Entre amanhã, sexta-feira 25 de outubro e o dia 08 de novembro decorre uma quinzena de greves nos setores dos transportes e das comunicações (neste caso nos CTT) que vai culminar com uma manifestação nacional em Lisboa no dia 09.

«Espero que a adesão possa ser de forma a que os transportes não parem e não percam a capacidade de competir com qualquer operador privado», disse Sérgio Monteiro na cerimónia de apresentação da aplicação «Lisboa.MOVE-ME», que disponibiliza informação em tempo real sobre os transportes públicos em Lisboa.

Citado pela Lusa, o responsável referiu que as paralisações «empurram para a privatização».

A primeira paralisação é a dos trabalhadores dos CTT, na sexta-feira, seguindo-se Metropolitano de Lisboa (31 de outubro), Transtejo e Soflusa (02 a 09 de novembro, três horas por turno), Transportes Coletivos do Barreiro (06 de novembro), CP e CP Carga (07 de novembro), Carris (07 de novembro, das 09:30 às 15:30) e STCP (07 de novembro, entre as 08:00 e as 16:00).

O governante relembrou ainda que o Governo ainda não decidiu se vai avançar ou não com a concessão daquelas empresas e frisou que «está nas mãos dos trabalhadores mostrarem que o grau de eficácia é maior na esfera pública do que será na privada».

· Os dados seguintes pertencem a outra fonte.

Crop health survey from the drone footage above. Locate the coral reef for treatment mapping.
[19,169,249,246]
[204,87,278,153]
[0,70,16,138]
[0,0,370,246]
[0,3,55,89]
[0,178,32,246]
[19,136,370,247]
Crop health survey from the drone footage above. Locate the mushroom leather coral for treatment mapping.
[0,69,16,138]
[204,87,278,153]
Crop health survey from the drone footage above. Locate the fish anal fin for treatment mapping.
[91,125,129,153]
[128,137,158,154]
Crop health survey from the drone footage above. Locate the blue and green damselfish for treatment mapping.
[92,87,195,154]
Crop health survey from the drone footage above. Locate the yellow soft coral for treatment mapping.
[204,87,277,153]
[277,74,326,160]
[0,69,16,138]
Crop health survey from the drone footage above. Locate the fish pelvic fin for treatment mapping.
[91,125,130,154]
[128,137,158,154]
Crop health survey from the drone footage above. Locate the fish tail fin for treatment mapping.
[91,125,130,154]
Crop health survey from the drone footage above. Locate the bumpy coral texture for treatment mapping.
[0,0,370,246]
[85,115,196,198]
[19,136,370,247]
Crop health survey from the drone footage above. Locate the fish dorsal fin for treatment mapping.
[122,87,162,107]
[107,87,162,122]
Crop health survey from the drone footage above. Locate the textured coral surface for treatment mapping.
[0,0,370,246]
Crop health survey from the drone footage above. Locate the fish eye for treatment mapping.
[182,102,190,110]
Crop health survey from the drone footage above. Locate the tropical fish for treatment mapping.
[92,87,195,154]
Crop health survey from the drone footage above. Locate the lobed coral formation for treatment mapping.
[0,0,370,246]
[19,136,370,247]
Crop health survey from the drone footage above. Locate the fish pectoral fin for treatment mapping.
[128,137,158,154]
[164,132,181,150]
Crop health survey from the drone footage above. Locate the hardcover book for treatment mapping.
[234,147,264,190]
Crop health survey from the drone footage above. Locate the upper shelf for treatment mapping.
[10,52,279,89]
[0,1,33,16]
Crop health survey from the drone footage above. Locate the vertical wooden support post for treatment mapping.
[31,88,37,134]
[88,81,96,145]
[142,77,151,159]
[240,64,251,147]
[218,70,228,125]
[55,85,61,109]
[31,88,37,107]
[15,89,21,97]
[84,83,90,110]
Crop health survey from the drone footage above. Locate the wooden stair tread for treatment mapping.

Por isso, confessou estar «perplexo» com a estratégia dos sindicatos, que «só empurra as empresas para a esfera privada».

Sérgio Monteiro anunciou ainda que o Governo vai manter o valor do subsídio de refeição dos trabalhadores do setor e que será dado um desconto maior aos trabalhadores e seus familiares nos títulos dos transportes públicos. «Não haverá títulos gratuitos, haverá é um desconto maior», disse.